For the whole of August and September 2016 I worked on the first scene. I know the dates because I keep a special journal all about my writing. When I write, I start by writing in the journal, writing about my life, what’s going on, and what I’m going to write about. Then I write the novel, then I write about what I wrote in the novel (though I don’t always do that last step). It’s great to keep the record, I can write down plot points or ideas, and I also clear my head before writing. The journal idea wasn’t my own, I found it is a book called The Art of Slow Writing by Louise DeSalvo – a book I’d recommend to any beginning writer.
The beginning of December I read another book called ‘Get It Done’ by Sam Bennett. The main message I took from that book is to work fifteen minutes a day, first thing, on my project. She calls it your fifteen minutes of fame. And since December that has been my aim – to work fifteen minutes a day before anything else, on my novel. I have made sure I’m in at work early, I put a timer on my phone and I write, or rewrite, or edit for fifteen minutes.
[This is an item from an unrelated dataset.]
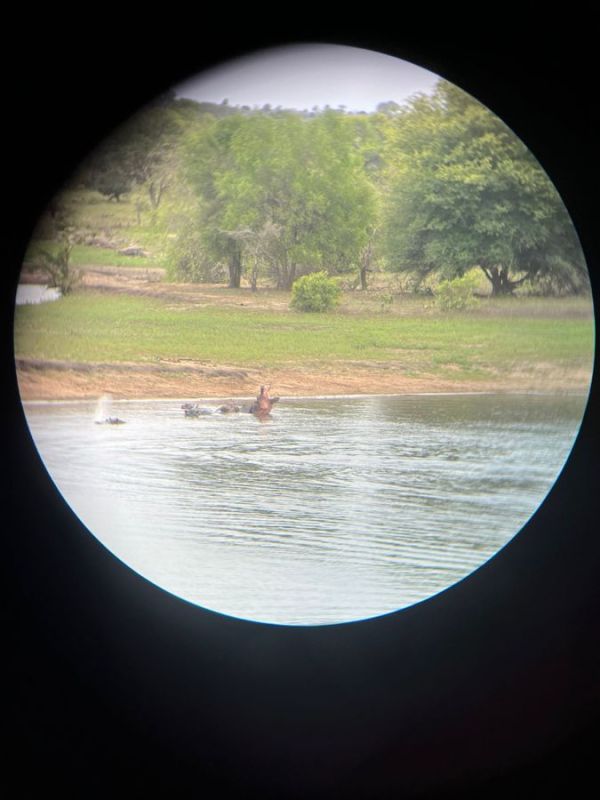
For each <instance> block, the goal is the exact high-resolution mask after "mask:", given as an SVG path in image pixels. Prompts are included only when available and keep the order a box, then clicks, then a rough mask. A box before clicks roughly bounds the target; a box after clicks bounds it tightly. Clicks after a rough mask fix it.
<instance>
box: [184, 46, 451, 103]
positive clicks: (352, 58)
mask: <svg viewBox="0 0 600 800" xmlns="http://www.w3.org/2000/svg"><path fill="white" fill-rule="evenodd" d="M437 80H438V76H437V75H435V74H434V73H433V72H429V70H426V69H423V68H422V67H418V66H416V65H415V64H411V63H409V62H408V61H402V60H401V59H399V58H394V57H392V56H388V55H384V54H382V53H377V52H374V51H372V50H363V49H360V48H357V47H346V46H342V45H328V44H303V45H289V46H286V47H277V48H270V49H268V50H262V51H259V52H257V53H253V54H251V55H248V56H245V57H243V58H240V59H236V60H234V61H230V62H227V63H226V64H224V65H223V66H221V67H218V68H216V69H213V70H210V71H207V72H203V73H200V74H199V75H196V76H194V77H192V78H190V79H189V80H187V81H185V82H184V83H181V84H179V85H178V86H176V87H175V91H176V92H177V95H178V96H180V97H188V98H191V99H193V100H198V101H203V100H204V101H209V102H213V103H220V102H222V101H223V100H224V99H227V100H228V101H229V104H230V105H232V106H236V105H240V106H242V105H247V106H263V105H265V104H266V103H269V104H270V105H271V106H273V107H274V108H275V107H277V106H283V107H284V108H295V109H298V110H300V111H301V110H303V109H308V110H310V109H312V108H313V107H314V106H318V107H319V108H323V107H324V106H325V105H329V106H331V107H332V108H337V107H338V106H340V105H344V106H346V108H347V109H348V111H373V110H374V109H375V107H376V106H377V104H378V103H380V102H385V101H387V100H393V101H395V102H396V103H403V102H404V101H406V100H407V99H408V98H409V97H410V96H411V95H413V94H415V93H417V92H425V93H430V92H431V91H432V89H433V87H434V85H435V83H436V81H437Z"/></svg>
The timer goes off, I close Scrivener, and I get on with my day. Occasionally I manage another fifteen minute block or a bit more, but mostly it’s just fifteen minutes a day.
The book is being transformed, slowly, in fifteen minute increments.
So yes, I am still writing. And I hope that soon (you know, in the next year or so) I’ll be putting a finished novel out there for my beta readers to read. And getting it edited by a professional editor, and finding a book cover designer, and once all that’s come together, then it will be time for the really scary step – putting it out there for the world to read. I truly believe it’s becoming a great s
tory, an encouraging and fun cozy read that many people will enjoy. So I’ll keep working on it.